Malachi

 

LeRoy Eims

 

 

The Jews had been home from Babylon about 100 years. The captivity had cured them of their idolatry, but they were prone to neglect the house of God.

 

The priests had become lax and degenerate. Sacrifices were inferior to the standards prescribed by the Word of God. The people had reverted to their old practice of inter‑marrying with idolatrous neighbors. So the Jews, favored of God above all nations, discouraged by their weakness and wedded to their sins, had settled down in a lethargic state of mind to await the coming of the promised Messiah. Malachi assured them that the Messiah would come, on schedule, on time; but that it would mean judgment for such a people as they.

 

Malachi's message has a permanent value for us as well as an immediate value for his own time. He was an intense patriot, and accordingly his message was clear cut and severe. His primary aim was to encourage a disheartened people who were still looking for the optimistic predictions of Haggai and Zechariah to be fulfilled.

 

Here are four lessons of lasting value that the prophet sets forth.

 

One, ritual is an important element in their religion, but it is not an end in itself. Tithes and offerings are necessary but only as the sincere expression of sincere and deeply spiritual and moral life (Malachi 1:11).

 

Secondly, a cheap religion avails nothing. Sacrifices given grudgingly do no good and are displeasing to God. Better a temple closed, than filled with such worshippers (Malachi 1:8‑10).

 

Thirdly, divorce and re‑marrying with heathen idolaters thwart the purpose of God. He cannot secure to Himself a peculiar people, whose family life is sacred because it is the nursery of a "godly seed" under these circumstances (Malachi 2:11,15).

 

Fourth, that there is eternal discipline in the Law of God.
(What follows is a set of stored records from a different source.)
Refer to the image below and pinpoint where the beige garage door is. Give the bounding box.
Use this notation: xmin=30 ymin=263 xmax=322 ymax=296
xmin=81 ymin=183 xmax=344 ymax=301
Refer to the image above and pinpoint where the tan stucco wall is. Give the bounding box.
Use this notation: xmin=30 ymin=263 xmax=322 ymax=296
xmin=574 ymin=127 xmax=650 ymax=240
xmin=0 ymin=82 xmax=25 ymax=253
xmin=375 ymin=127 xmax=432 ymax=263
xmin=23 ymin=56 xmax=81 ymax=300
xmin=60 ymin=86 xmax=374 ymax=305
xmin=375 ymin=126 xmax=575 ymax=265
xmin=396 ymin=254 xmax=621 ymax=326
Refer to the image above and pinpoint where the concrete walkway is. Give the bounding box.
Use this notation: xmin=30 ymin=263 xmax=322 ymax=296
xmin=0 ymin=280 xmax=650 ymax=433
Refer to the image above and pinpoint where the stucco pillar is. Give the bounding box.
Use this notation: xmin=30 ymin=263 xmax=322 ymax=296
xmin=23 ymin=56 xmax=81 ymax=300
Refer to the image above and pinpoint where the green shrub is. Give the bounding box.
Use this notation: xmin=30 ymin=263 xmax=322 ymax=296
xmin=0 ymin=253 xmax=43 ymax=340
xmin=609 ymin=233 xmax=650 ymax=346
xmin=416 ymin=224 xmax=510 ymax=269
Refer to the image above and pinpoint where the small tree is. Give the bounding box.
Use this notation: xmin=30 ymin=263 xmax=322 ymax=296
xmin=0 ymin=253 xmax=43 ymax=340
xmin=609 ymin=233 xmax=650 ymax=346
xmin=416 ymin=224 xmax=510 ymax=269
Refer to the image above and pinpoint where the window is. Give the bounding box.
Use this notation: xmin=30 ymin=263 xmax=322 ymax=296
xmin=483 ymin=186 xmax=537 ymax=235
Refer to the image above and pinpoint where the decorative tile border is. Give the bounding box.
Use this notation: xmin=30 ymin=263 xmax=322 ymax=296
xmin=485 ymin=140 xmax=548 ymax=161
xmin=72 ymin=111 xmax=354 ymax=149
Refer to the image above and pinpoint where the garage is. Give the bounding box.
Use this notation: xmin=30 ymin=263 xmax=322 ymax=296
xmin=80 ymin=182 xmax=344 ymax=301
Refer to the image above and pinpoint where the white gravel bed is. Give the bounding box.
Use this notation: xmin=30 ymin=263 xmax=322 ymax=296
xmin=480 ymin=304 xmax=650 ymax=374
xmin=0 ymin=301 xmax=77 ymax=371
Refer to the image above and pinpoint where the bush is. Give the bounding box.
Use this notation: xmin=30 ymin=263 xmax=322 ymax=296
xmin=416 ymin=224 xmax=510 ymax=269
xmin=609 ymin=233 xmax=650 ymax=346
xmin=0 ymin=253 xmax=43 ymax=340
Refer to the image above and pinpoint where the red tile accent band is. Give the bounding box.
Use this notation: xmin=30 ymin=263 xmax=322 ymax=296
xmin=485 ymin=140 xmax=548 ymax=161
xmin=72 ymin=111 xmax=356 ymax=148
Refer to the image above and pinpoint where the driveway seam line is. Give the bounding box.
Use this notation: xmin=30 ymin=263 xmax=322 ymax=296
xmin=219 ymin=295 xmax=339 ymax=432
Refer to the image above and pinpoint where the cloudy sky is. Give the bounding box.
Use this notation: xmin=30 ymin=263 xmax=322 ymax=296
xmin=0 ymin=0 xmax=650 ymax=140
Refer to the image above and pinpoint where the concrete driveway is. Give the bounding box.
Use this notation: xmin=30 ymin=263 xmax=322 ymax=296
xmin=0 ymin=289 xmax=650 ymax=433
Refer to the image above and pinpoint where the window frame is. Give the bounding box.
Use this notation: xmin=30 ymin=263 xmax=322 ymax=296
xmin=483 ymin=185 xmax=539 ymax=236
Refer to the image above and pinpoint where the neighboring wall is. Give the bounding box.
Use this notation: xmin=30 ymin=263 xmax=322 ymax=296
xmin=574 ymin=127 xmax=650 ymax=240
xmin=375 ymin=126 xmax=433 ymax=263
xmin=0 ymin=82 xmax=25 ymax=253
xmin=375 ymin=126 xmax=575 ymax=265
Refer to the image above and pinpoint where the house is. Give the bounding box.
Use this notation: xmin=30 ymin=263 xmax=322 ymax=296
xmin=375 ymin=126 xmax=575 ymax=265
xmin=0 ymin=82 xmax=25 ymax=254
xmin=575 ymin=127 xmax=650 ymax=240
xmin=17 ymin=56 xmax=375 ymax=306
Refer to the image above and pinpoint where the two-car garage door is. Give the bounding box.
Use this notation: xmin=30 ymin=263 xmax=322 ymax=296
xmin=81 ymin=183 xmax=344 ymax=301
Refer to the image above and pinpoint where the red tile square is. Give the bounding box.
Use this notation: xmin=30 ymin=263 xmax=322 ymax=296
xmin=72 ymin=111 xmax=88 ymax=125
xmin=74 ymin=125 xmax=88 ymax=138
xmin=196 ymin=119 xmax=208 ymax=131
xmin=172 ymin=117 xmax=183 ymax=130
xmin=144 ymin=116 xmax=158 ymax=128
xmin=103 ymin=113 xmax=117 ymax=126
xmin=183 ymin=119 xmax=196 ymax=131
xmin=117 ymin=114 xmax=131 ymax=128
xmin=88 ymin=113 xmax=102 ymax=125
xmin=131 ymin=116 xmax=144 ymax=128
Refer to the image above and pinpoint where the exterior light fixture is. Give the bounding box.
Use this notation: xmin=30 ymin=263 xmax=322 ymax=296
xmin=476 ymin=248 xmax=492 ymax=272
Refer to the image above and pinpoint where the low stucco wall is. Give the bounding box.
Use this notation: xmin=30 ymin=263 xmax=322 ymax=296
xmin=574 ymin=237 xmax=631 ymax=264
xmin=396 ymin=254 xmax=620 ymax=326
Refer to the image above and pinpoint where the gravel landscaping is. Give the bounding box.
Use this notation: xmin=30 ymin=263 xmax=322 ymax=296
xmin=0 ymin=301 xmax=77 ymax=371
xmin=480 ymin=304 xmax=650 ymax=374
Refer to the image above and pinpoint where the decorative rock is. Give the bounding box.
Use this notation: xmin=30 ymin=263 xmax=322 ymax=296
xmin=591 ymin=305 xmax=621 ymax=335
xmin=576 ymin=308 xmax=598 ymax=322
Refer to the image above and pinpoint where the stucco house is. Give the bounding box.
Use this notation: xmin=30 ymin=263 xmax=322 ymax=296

Malachi places great emphasis on the necessity of keeping the Word of God. The priests, he says, are the keepers and expounders of the Law. At their mouths the people should seek knowledge.

 

With Malachi, no less than with Christ Himself, not one jot or tittle should ever pass away or become obsolete (Malachi 4:4). His last word to them was prophetic and was to find its fulfillment in John the Baptist. "Behold, I will send you Elijah, the prophet, before the coming of the great and dreadful day of the Lord; and he shall turn the heart of the fathers to the children, and the heart of the children to their fathers, lest I come and smite the earth with a curse." (Malachi 4:5,6)

 

Thus closes the Old Testament. Then came the Messiah, whom the Hebrew nation had been chosen to bring forth. Just as they had rejected the prophets of God through the centuries, so running true to form, when their Messiah arrived they rejected Him. "He was in the world, and the world was made by him, and the world knew him not. He came unto his own, and his own received him not." (John 1:10,11) Since that time the Jews have been scattered around the world, the tragedy and the miracle of the ages.

 

The prophets of God had faithfully proclaimed the Word of God to Judah and Israel; warning, reproving, teaching, exhorting and comforting the people. They told of the coming Messiah, the time of peace and His birth, his sufferings, death and resurrection.

 

How fitting it is that Malachi should end the Old Testament by such a clear statement of the coming of the Lord. The last ray of light will extend over four centuries and rest at last on the babe in the manger of Bethlehem. It will be fulfilled to the letter. The Word of God is sure.